While Feldt advocates for reproductive justice in her piece, she does not draw a meaningful distinction between the complimentary but discrete concepts of reproductive justice and reproductive rights; in fact, she seems to conflate the two. “Reproductive justice” is a relatively new term, developed by women of color advocates who found that existing constructs of reproductive rights did not speak to their realities–realities that too often constrained the exercise of abstract rights. Asian Communities for Reproductive Justice, a grassroots community-based organization that advocates on behalf of Asian and Pacific American women and girls, explains that “reproductive justice…will be achieved when women and girls have the economic, social and political power and resources to make healthy decisions about our bodies, sexuality and reproduction for ourselves, our families and our communities in all areas of our lives.” This perspective emphasizes the right to be a parent as much as the right not to be a parent and recognizes the ways race, ethnicity, immigration status, class, sexuality, and disability affect access to reproductive health care.

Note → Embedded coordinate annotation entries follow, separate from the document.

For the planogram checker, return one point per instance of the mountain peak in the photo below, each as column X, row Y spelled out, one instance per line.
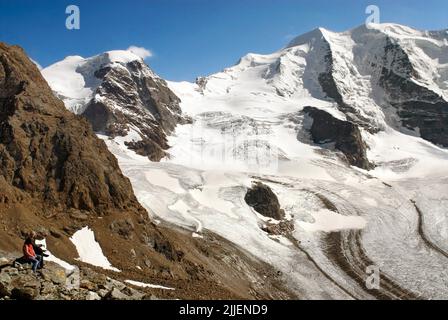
column 312, row 36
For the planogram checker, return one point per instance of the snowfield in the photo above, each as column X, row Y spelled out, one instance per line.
column 248, row 126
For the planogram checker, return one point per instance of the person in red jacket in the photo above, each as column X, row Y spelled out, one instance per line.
column 30, row 255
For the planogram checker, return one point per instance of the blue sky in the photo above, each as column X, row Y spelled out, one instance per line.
column 190, row 38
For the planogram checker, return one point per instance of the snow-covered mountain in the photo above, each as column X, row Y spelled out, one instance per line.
column 120, row 96
column 349, row 130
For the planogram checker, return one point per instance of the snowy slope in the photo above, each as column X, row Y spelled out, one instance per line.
column 73, row 79
column 248, row 126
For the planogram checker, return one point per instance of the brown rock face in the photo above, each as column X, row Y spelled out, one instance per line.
column 133, row 96
column 55, row 173
column 56, row 177
column 264, row 201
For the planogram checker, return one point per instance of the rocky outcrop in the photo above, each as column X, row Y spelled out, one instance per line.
column 131, row 96
column 57, row 175
column 343, row 135
column 417, row 107
column 125, row 98
column 49, row 154
column 264, row 201
column 329, row 87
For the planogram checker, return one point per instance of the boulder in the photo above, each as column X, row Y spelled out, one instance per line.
column 264, row 201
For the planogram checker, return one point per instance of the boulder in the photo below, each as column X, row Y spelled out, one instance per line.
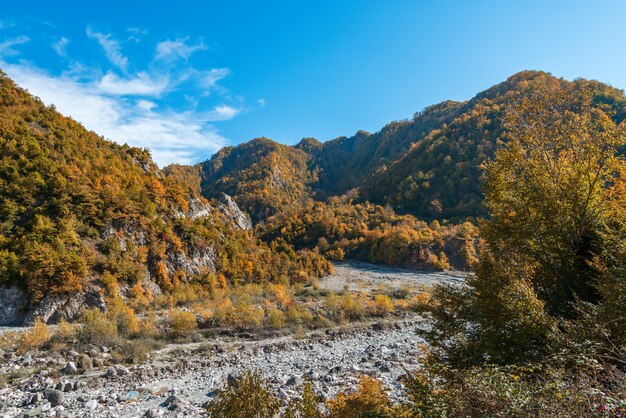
column 54, row 396
column 13, row 305
column 229, row 207
column 53, row 308
column 70, row 368
column 85, row 362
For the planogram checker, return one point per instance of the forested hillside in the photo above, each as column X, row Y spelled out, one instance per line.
column 429, row 166
column 77, row 211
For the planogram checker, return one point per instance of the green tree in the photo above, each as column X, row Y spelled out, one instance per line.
column 551, row 192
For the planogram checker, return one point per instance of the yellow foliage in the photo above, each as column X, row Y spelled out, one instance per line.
column 182, row 322
column 370, row 399
column 37, row 336
column 381, row 305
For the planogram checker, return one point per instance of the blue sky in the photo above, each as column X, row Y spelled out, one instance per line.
column 186, row 78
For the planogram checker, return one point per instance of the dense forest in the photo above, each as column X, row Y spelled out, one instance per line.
column 76, row 209
column 524, row 185
column 539, row 328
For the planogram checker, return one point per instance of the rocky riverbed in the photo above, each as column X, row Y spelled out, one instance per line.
column 178, row 380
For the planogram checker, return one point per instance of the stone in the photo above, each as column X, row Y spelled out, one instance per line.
column 26, row 359
column 54, row 396
column 13, row 305
column 173, row 402
column 70, row 368
column 91, row 404
column 294, row 381
column 85, row 362
column 229, row 207
column 120, row 370
column 131, row 395
column 66, row 306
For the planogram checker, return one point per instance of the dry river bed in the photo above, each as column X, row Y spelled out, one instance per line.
column 179, row 380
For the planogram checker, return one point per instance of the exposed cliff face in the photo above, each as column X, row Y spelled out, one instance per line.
column 16, row 307
column 230, row 208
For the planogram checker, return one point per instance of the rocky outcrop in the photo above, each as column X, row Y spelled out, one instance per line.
column 13, row 305
column 232, row 211
column 196, row 261
column 198, row 208
column 53, row 308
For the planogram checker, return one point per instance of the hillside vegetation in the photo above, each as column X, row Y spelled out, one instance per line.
column 77, row 210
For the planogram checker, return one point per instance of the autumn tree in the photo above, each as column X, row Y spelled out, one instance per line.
column 551, row 193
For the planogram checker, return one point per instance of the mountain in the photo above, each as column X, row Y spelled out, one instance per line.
column 429, row 166
column 83, row 220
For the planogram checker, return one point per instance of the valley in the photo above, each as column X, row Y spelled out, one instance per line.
column 179, row 379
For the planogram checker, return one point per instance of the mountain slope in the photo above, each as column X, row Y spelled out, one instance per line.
column 82, row 218
column 429, row 166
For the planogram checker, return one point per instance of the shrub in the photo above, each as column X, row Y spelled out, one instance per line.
column 124, row 317
column 248, row 397
column 245, row 315
column 275, row 318
column 346, row 307
column 182, row 322
column 370, row 400
column 66, row 331
column 98, row 328
column 36, row 337
column 304, row 407
column 381, row 305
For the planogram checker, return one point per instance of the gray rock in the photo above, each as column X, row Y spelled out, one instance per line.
column 230, row 208
column 66, row 306
column 55, row 397
column 231, row 380
column 173, row 402
column 85, row 362
column 120, row 370
column 70, row 368
column 13, row 305
column 294, row 381
column 26, row 359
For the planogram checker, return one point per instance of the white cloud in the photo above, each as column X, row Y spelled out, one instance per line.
column 213, row 76
column 7, row 46
column 59, row 47
column 169, row 50
column 141, row 84
column 137, row 31
column 223, row 112
column 111, row 47
column 173, row 137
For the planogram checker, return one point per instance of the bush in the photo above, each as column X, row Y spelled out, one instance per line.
column 36, row 337
column 307, row 406
column 540, row 389
column 98, row 328
column 65, row 331
column 248, row 397
column 182, row 322
column 346, row 307
column 275, row 318
column 370, row 400
column 381, row 305
column 245, row 315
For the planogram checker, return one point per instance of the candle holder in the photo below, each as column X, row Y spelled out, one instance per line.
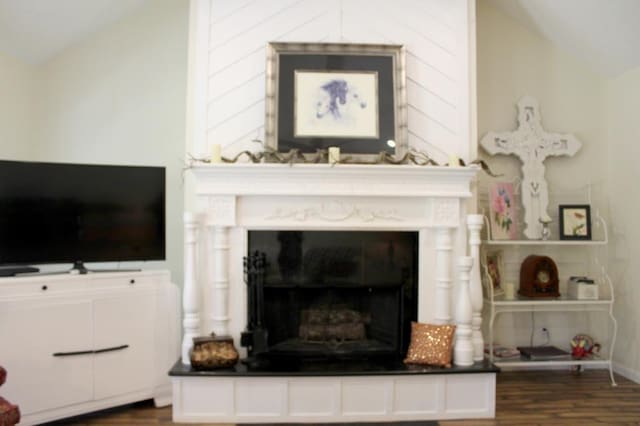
column 545, row 232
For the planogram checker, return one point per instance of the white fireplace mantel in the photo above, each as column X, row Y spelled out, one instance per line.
column 334, row 180
column 232, row 199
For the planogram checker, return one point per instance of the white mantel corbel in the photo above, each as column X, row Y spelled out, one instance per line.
column 221, row 215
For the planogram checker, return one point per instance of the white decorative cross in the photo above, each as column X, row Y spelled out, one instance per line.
column 532, row 145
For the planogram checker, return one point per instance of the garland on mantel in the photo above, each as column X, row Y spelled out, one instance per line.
column 294, row 156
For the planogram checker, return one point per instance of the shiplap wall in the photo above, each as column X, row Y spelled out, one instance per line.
column 227, row 61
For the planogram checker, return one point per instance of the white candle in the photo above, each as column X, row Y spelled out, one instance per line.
column 334, row 154
column 509, row 291
column 216, row 153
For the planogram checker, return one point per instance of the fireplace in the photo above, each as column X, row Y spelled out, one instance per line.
column 330, row 295
column 367, row 247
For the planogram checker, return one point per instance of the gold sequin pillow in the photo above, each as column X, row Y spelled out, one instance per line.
column 430, row 344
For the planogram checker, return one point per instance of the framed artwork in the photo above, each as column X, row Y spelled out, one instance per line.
column 351, row 96
column 502, row 211
column 575, row 222
column 493, row 265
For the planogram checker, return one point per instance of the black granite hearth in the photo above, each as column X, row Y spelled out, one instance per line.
column 327, row 368
column 407, row 423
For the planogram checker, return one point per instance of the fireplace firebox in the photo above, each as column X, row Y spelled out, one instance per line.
column 330, row 295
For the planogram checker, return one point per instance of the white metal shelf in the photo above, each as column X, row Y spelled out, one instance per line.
column 593, row 360
column 544, row 242
column 497, row 304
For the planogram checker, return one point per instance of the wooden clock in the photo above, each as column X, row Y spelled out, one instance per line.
column 539, row 277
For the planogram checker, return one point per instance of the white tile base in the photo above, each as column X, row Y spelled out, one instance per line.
column 333, row 399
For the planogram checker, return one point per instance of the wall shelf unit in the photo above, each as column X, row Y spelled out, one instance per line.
column 587, row 251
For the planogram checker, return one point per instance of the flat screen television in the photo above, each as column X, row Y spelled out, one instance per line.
column 61, row 212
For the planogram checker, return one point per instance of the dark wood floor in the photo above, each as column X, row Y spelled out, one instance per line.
column 556, row 397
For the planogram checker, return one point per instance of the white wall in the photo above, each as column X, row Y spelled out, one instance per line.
column 118, row 97
column 623, row 141
column 16, row 101
column 513, row 62
column 229, row 64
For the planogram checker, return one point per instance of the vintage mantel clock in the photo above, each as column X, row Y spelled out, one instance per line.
column 539, row 277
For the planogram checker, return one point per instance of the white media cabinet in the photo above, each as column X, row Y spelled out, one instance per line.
column 73, row 344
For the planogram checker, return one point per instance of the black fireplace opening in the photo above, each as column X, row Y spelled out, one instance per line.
column 330, row 295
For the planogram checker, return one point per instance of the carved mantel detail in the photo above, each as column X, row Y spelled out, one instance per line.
column 222, row 210
column 335, row 211
column 445, row 212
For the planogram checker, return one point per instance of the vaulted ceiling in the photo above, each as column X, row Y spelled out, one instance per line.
column 36, row 30
column 605, row 34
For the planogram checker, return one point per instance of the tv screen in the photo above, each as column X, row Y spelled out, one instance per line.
column 58, row 213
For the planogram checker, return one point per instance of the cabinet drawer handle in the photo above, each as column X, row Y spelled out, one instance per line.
column 97, row 351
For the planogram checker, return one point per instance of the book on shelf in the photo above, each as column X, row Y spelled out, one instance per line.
column 542, row 353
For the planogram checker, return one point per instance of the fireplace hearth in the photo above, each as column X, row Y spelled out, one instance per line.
column 236, row 203
column 330, row 295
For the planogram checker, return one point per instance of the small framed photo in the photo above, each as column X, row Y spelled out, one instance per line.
column 493, row 269
column 575, row 222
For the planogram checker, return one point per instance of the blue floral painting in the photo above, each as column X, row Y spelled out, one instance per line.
column 336, row 104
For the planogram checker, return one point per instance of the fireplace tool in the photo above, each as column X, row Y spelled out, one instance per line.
column 254, row 338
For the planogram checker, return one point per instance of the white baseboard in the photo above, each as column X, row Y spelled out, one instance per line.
column 630, row 374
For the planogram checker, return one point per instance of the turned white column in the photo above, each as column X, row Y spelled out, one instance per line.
column 442, row 312
column 463, row 350
column 190, row 299
column 474, row 225
column 219, row 279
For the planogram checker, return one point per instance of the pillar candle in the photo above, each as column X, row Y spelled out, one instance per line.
column 216, row 153
column 334, row 154
column 509, row 291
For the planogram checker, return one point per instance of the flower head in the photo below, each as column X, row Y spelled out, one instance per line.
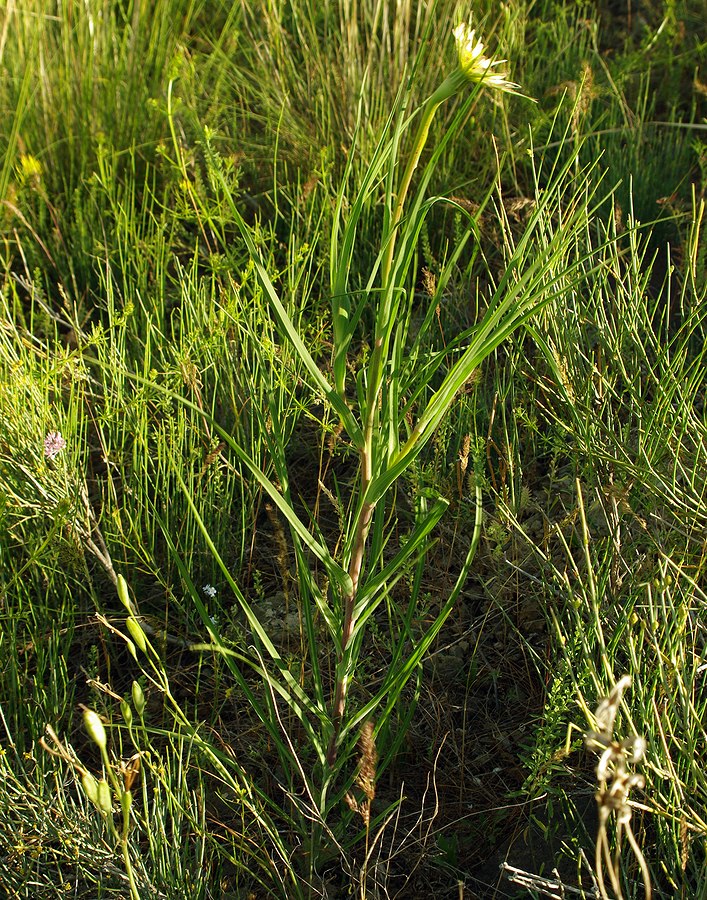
column 54, row 443
column 476, row 66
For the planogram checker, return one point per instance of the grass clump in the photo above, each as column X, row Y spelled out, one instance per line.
column 352, row 449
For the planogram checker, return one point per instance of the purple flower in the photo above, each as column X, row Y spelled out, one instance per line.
column 54, row 443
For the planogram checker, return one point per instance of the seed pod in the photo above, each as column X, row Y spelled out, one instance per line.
column 94, row 727
column 90, row 787
column 136, row 632
column 105, row 801
column 126, row 712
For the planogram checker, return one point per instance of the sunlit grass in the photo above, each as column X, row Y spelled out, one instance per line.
column 189, row 189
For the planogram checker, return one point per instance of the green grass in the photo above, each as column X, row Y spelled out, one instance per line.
column 197, row 208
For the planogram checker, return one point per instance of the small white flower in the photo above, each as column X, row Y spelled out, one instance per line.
column 54, row 443
column 475, row 65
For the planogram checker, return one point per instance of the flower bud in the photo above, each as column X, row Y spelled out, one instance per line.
column 94, row 727
column 136, row 632
column 105, row 801
column 138, row 698
column 90, row 787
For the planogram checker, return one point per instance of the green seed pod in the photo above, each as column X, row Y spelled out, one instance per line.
column 126, row 712
column 137, row 634
column 126, row 799
column 105, row 801
column 90, row 787
column 94, row 727
column 138, row 698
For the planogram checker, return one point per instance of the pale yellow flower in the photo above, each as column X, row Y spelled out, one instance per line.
column 476, row 66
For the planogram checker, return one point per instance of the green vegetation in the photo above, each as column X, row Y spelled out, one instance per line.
column 353, row 449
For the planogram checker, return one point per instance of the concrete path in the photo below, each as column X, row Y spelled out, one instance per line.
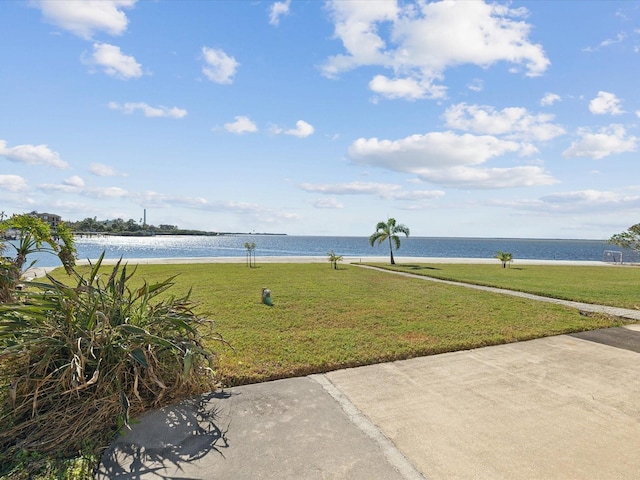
column 563, row 407
column 584, row 307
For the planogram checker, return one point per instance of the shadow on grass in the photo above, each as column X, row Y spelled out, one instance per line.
column 166, row 440
column 412, row 266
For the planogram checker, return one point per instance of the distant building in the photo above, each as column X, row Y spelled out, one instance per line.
column 50, row 218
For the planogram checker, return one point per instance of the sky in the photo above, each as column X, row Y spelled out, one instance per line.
column 457, row 118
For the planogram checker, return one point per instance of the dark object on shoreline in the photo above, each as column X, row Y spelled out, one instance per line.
column 266, row 297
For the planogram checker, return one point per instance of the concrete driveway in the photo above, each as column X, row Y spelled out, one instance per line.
column 564, row 407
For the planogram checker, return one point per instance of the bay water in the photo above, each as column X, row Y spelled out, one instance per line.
column 177, row 246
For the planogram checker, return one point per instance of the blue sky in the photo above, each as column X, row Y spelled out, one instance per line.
column 473, row 119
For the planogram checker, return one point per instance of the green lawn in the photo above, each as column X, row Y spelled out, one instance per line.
column 614, row 285
column 326, row 319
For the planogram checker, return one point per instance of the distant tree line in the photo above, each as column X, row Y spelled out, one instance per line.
column 128, row 227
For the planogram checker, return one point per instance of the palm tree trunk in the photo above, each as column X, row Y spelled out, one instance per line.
column 393, row 262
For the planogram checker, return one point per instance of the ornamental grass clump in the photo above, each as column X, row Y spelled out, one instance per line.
column 77, row 361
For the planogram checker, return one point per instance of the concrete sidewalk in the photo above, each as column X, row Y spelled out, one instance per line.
column 563, row 407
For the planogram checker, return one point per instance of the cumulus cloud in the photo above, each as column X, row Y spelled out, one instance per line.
column 74, row 181
column 329, row 203
column 219, row 67
column 102, row 170
column 113, row 62
column 87, row 17
column 434, row 149
column 406, row 88
column 605, row 103
column 277, row 10
column 352, row 188
column 32, row 155
column 587, row 201
column 607, row 141
column 450, row 159
column 549, row 99
column 476, row 85
column 13, row 183
column 426, row 39
column 148, row 110
column 382, row 190
column 488, row 178
column 241, row 125
column 514, row 122
column 302, row 130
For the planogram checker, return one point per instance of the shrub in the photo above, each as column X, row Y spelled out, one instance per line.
column 77, row 361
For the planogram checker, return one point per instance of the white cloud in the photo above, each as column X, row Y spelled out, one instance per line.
column 488, row 178
column 74, row 181
column 434, row 149
column 241, row 125
column 220, row 67
column 13, row 183
column 588, row 197
column 102, row 170
column 32, row 155
column 405, row 88
column 114, row 62
column 277, row 10
column 352, row 188
column 84, row 18
column 148, row 110
column 605, row 103
column 426, row 39
column 476, row 85
column 515, row 122
column 608, row 141
column 450, row 159
column 329, row 203
column 587, row 201
column 382, row 190
column 550, row 99
column 302, row 130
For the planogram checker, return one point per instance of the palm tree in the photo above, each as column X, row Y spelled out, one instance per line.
column 504, row 257
column 251, row 247
column 334, row 259
column 389, row 230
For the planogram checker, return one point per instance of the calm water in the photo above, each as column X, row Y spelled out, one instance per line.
column 175, row 246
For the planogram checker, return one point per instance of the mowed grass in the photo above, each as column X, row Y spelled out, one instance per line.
column 324, row 319
column 614, row 285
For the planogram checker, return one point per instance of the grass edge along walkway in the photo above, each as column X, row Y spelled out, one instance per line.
column 581, row 306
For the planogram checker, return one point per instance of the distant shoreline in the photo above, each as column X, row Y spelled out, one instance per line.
column 37, row 272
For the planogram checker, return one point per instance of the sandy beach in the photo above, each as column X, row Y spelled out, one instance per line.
column 36, row 272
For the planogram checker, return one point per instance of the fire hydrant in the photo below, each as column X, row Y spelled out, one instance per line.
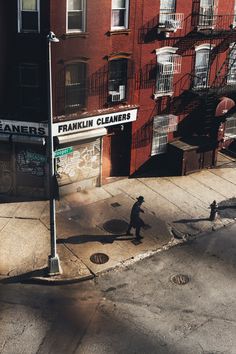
column 214, row 210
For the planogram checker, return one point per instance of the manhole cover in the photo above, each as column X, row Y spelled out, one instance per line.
column 99, row 258
column 116, row 226
column 180, row 279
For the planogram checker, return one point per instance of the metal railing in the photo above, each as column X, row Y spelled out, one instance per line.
column 171, row 21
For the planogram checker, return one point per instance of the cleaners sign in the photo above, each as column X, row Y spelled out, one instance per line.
column 25, row 128
column 94, row 122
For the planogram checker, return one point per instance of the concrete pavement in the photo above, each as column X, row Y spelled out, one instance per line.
column 95, row 221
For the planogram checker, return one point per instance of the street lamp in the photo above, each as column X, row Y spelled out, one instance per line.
column 53, row 259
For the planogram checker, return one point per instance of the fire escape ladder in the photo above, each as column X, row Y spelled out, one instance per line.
column 213, row 93
column 219, row 80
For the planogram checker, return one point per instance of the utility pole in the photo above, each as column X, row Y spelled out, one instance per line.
column 53, row 260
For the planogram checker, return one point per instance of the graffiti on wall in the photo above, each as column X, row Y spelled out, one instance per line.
column 30, row 162
column 81, row 164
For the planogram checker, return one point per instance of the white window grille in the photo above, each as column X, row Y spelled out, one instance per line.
column 76, row 15
column 28, row 15
column 231, row 76
column 230, row 128
column 168, row 64
column 201, row 68
column 207, row 13
column 119, row 16
column 169, row 19
column 162, row 125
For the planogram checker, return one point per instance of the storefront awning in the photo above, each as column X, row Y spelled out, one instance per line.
column 89, row 134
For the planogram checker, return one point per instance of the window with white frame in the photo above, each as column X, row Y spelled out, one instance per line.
column 230, row 128
column 168, row 64
column 29, row 94
column 117, row 79
column 231, row 76
column 120, row 14
column 76, row 11
column 28, row 16
column 207, row 12
column 162, row 125
column 202, row 67
column 75, row 86
column 168, row 16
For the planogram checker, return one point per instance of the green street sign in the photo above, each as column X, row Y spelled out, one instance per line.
column 62, row 152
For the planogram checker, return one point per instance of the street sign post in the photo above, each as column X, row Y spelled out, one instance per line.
column 63, row 152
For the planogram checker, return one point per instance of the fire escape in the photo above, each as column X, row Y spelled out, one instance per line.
column 196, row 94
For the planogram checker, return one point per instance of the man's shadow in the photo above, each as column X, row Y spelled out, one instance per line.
column 79, row 239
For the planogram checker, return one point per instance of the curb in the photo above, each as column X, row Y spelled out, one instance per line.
column 62, row 280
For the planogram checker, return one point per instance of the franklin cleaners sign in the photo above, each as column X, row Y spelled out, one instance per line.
column 25, row 128
column 94, row 122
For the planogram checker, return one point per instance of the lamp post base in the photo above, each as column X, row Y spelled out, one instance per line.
column 54, row 267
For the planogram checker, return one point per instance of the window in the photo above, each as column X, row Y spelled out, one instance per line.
column 75, row 86
column 162, row 125
column 208, row 8
column 202, row 67
column 231, row 76
column 117, row 79
column 29, row 86
column 167, row 7
column 119, row 14
column 76, row 15
column 168, row 64
column 230, row 128
column 28, row 16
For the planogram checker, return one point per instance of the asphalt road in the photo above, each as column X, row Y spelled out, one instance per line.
column 133, row 310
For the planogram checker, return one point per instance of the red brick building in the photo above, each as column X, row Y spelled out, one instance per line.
column 134, row 81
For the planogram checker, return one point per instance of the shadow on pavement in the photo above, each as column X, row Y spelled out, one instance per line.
column 95, row 238
column 25, row 276
column 185, row 221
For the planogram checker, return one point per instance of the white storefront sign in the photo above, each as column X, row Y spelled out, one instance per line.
column 94, row 122
column 25, row 128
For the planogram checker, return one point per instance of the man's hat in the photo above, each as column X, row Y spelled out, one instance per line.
column 140, row 199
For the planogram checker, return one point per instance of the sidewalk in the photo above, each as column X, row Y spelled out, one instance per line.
column 95, row 221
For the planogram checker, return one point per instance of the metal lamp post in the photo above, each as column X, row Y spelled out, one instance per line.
column 53, row 260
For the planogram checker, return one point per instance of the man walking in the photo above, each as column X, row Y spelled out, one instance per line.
column 135, row 220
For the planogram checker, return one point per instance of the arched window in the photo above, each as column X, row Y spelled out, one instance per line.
column 202, row 66
column 75, row 86
column 76, row 13
column 207, row 12
column 120, row 14
column 28, row 16
column 168, row 64
column 117, row 79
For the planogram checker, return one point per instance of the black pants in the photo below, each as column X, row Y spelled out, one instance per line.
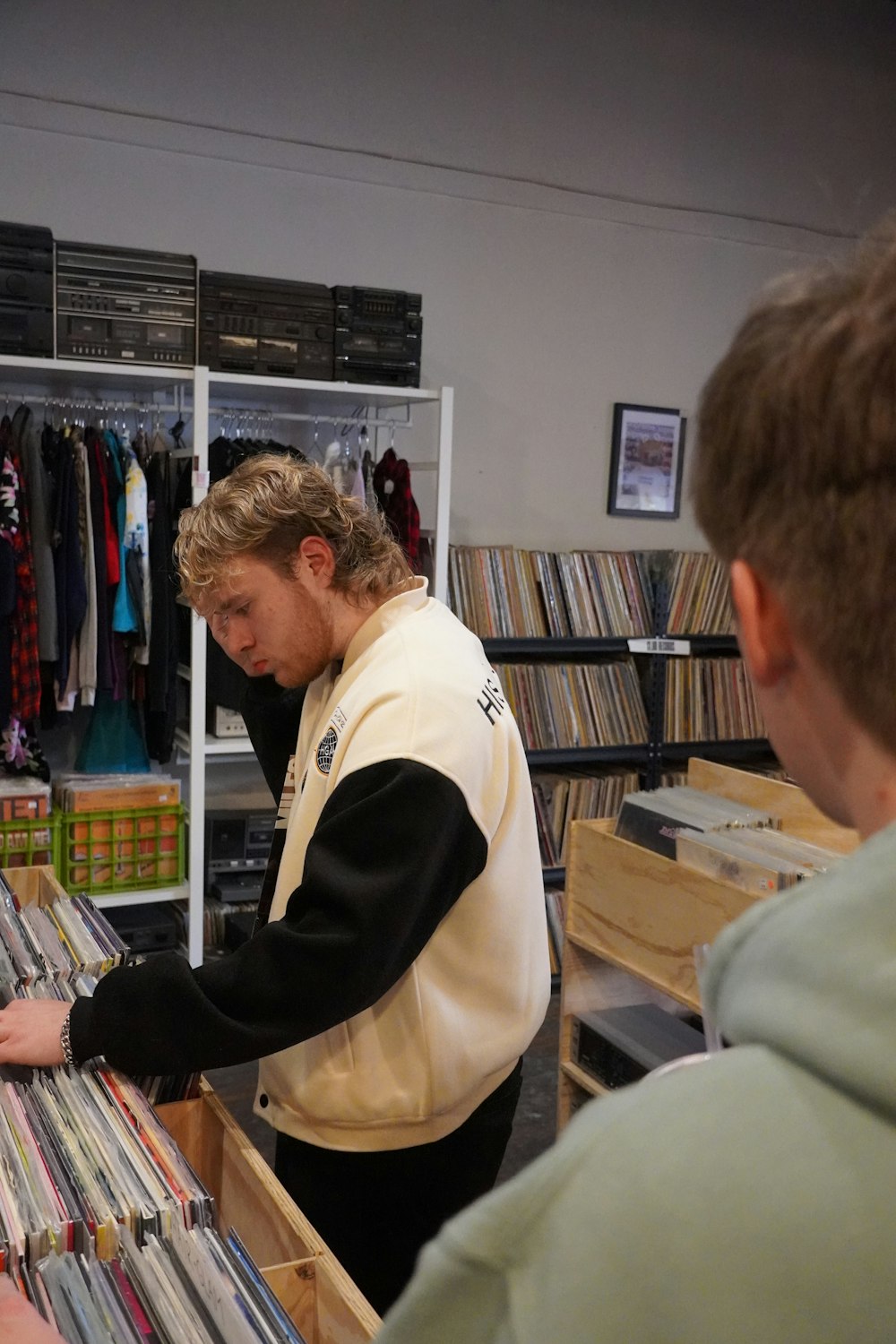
column 376, row 1210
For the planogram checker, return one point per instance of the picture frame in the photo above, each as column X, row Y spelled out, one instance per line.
column 646, row 461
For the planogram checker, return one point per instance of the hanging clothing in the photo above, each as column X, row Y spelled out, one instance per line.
column 38, row 486
column 72, row 591
column 88, row 639
column 137, row 554
column 160, row 707
column 124, row 617
column 99, row 521
column 24, row 653
column 392, row 486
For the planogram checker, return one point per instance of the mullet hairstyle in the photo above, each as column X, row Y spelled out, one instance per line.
column 265, row 508
column 796, row 467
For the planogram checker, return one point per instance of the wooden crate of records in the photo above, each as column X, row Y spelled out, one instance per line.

What does it mean to apply this framework in a constitutional setting? It means examining the effect of a law on the most vulnerable among us–the disenfranchised, the poor, and the marginalized. While the Court has often championed the rights of the minority, it has rarely acknowledged that real-life circumstances can present significant and severe obstacles to effectuating rights. For more than 15 years, abortion jurisprudence has required a plaintiff to show that a law represents an “undue burden” on the decision to have an abortion, with little clarity as to what constitutes an undue burden and how many women have to be unduly burdened before a restriction can be struck down. Indeed, the Court said in Planned Parenthood vs. Casey that the “fact that a law which serves a valid purpose, one not designed to strike at the right itself, has the incidental effect of making it more difficult or expensive to procure an abortion cannot be enough to invalidate it.” It is for this reason that many women in this country have not experienced the full promise of Roe in their own lives.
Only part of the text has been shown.